Hi Michael
I sloved it.
Still the question: is InetAddress.getLocalHost() is the best choice in
digester.update((new UID()+"@"+InetAddress.getLocalHost()).getBytes());
??
/Jack
On 4/29/05, Michael Nebel <[EMAIL PROTECTED]> wrote:
> Hi Jack,
>
> for me this looks like a problem how the resolver-libary under linux
> resolves your hostnames. how is your network configured? can you try to
> use the fully quallified domainname of your server instead of just
> "prodfl04" (means something like "prodfl04.THIS.IS-THE-DOMAIN.COM").
> this should work.

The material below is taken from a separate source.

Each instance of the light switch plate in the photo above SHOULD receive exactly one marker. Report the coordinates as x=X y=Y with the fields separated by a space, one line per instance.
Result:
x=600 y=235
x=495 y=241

If not: Perhaps you can try this within a
> command-shell (using "# ping prodfl04")
>
> regards
>
> Michael
>
> Jack Tang schrieb:
>
> > Hi All
> >
> > When I migrate nutch from windows to linux, some errors come.
> > See the log below:
> > -------------------------------------------------------------------------------------
> > Apr 29, 2005 3:30:00 PM org.apache.nutch.web.CrawlJobAdapter execute
> > INFO: Job:CrawlJobs.CrawlJob executing @[Fri Apr 29 15:30:00 CST 2005]
> > 050429 153000 %nutch: -local
> > /opt/tomcat/tomcat-nutch/nutch-ccs/WEB-INF/classes/seed.txt -dir
> > /opt/tomcat/tomcat-nutch/tomcat-nutch-5.0.19/bin/nutch-tmp/nutchcrawl-20050429153000
> > -depth 10 -showThreadID
> > 050429 153000 parsing
> > file:/opt/tomcat/tomcat-nutch/nutch-ccs/WEB-INF/classes/nutch-default.xml
> > 050429 153000 parsing
> > file:/opt/tomcat/tomcat-nutch/nutch-ccs/WEB-INF/classes/crawl-tool.xml
> > 050429 153000 parsing
> > file:/opt/tomcat/tomcat-nutch/nutch-ccs/WEB-INF/classes/nutch-site.xml
> > 050429 153000 crawl started in:
> > /opt/tomcat/tomcat-nutch/tomcat-nutch-5.0.19/bin/nutch-tmp/nutchcrawl-20050429153000
> > 050429 153000 rootUrlFile =
> > /opt/tomcat/tomcat-nutch/nutch-ccs/WEB-INF/classes/seed.txt
> > 050429 153000 threads = 10
> > 050429 153000 depth = 10
> > 050429 153000 Exceptions in crawl process:
> > java.net.UnknownHostException: prodfl04: prodfl04
> > java.lang.RuntimeException: java.net.UnknownHostException: prodfl04:
> > prodfl04
> > at
> > org.apache.nutch.io.SequenceFile$Writer.<init>(SequenceFile.java:67)
> > at org.apache.nutch.io.MapFile$Writer.<init>(MapFile.java:88)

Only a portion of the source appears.